Presque en phase avec le 85e anniversaire de la tentative de coup d’État fasciste du 6 février 1934, les gilets jaunes ont essayé pareillement de forcer l’entrée de l’Assemblée nationale. Est-il vraiment encore possible de dire que les gilets jaunes ne sont pas un mouvement de type pré-fasciste ou fasciste ?

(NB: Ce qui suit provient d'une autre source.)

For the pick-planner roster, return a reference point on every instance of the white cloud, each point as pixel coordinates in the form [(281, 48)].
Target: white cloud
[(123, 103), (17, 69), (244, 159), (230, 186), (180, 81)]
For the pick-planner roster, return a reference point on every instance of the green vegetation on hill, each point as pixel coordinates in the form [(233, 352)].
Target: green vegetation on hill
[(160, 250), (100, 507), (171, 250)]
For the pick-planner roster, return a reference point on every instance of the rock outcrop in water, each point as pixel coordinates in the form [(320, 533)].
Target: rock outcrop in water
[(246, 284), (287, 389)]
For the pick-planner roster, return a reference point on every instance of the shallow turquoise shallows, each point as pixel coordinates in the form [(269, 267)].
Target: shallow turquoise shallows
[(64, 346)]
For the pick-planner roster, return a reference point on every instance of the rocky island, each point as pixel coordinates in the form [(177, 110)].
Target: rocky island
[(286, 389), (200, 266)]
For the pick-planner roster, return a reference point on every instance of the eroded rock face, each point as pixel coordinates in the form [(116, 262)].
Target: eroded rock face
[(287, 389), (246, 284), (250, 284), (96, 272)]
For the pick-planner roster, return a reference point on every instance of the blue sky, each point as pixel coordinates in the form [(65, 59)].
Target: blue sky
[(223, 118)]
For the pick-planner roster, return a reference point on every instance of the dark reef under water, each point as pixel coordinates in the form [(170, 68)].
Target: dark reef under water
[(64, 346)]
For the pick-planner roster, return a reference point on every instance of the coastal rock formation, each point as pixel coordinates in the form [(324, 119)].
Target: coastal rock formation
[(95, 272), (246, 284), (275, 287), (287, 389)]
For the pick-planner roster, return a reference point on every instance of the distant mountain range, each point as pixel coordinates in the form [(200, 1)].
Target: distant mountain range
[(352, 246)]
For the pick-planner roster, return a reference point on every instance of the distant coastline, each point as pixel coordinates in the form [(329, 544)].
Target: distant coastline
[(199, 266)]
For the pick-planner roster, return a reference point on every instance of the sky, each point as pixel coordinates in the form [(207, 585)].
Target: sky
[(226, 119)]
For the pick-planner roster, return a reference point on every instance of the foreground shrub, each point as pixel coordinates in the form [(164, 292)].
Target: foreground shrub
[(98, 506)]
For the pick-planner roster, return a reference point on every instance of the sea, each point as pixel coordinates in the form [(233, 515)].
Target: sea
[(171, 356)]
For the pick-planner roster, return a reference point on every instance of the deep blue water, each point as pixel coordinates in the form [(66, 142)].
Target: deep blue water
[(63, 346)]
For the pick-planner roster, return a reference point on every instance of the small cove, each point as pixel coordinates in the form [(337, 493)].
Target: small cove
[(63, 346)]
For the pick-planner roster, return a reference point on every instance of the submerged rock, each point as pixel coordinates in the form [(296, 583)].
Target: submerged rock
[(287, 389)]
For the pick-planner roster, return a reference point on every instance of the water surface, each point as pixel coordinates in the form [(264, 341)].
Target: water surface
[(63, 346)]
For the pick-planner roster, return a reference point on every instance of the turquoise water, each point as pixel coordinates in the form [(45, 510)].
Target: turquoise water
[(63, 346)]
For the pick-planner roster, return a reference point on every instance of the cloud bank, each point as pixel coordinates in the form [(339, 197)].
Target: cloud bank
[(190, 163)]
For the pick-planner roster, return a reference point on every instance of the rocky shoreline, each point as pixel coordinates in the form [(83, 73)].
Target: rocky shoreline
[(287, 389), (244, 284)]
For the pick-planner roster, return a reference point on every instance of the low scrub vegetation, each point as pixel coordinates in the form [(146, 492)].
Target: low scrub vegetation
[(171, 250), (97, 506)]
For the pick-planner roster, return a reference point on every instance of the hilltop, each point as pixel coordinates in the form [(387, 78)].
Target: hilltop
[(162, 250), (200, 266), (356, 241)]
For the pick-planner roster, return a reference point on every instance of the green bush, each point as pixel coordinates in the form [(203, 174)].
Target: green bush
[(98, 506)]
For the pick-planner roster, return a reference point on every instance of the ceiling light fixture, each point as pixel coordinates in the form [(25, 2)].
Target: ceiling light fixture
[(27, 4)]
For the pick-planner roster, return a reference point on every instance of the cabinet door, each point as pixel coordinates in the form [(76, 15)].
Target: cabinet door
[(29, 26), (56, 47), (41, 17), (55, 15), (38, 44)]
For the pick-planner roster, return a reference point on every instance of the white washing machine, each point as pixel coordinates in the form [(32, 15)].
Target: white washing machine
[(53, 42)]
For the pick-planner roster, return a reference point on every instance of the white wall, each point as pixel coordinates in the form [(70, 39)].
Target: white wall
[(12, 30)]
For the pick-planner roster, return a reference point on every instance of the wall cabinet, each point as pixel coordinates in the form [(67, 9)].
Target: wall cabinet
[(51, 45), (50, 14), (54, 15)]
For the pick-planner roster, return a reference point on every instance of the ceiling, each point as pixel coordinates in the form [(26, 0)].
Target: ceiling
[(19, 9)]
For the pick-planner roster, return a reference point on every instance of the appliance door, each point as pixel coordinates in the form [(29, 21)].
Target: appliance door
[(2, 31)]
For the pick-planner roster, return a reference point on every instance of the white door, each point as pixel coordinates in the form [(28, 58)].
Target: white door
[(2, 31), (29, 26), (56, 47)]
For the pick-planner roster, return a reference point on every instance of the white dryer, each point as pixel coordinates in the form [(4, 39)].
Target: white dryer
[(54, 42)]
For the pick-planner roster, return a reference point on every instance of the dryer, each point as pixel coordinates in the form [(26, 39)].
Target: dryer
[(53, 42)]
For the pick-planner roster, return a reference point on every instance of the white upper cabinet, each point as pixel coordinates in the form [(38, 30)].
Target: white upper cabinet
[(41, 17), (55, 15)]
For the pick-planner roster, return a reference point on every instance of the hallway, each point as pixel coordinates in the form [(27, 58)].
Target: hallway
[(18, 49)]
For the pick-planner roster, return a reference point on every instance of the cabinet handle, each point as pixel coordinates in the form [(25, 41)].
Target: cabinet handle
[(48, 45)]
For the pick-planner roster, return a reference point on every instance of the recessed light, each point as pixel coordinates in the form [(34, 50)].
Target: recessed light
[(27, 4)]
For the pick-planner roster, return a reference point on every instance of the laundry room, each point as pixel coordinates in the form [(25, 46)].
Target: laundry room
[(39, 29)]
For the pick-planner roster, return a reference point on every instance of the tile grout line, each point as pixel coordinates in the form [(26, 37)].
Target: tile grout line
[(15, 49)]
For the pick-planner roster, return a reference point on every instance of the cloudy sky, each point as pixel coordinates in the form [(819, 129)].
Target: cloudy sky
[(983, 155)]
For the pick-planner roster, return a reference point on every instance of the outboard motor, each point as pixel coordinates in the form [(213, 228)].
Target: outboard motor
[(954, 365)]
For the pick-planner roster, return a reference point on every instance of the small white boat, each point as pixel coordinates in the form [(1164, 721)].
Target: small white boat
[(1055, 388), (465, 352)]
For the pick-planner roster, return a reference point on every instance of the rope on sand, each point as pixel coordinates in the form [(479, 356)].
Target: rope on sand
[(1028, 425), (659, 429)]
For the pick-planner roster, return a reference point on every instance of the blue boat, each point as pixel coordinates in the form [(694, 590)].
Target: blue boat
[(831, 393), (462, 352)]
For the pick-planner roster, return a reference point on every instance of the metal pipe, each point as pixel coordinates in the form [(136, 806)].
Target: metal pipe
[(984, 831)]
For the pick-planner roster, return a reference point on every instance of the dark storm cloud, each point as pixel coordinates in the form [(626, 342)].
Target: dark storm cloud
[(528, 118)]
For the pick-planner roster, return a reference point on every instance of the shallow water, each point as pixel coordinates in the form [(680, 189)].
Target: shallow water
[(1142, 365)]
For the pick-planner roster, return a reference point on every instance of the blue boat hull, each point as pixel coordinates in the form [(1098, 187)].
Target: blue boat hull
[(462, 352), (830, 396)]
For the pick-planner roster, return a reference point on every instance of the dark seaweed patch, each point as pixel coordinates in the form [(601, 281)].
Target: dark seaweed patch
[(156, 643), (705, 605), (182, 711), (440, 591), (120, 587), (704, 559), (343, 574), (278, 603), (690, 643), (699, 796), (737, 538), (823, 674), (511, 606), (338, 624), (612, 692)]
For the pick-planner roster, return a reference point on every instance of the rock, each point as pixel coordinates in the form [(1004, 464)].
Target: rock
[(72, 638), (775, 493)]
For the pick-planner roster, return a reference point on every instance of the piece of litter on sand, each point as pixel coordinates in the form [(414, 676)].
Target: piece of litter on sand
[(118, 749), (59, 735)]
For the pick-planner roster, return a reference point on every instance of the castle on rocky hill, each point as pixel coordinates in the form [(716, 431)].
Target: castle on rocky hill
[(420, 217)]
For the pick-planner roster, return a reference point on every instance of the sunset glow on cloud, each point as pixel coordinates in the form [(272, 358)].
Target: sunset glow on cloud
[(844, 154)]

L’acte XIII des gilets jaunes était un défi pour eux, puisque c’était la première mobilisation après que la CGT se soit lancé elle aussi dans un mouvement parallèle. Ce dernier n’a pas eu d’ampleur autre qu’habituelle ; quant aux gilets jaunes, ils restent fidèles à eux-mêmes, avec encore et toujours ces drames propres à un mouvement chaotique et velléitaire, jouant avec le feu de la révolte de manière désordonnée.

Un manifestant a ainsi eu la main arrachée devant l’Assemblée nationale : ce photographe « gilet jaune » prenait les photos des manifestants cherchant à forcer les palissades empêchant l’accès à l’Assemblée et a commis l’étonnante et très lourde erreur de repousser de la main une grenade de désencerclement tombé à ses pieds.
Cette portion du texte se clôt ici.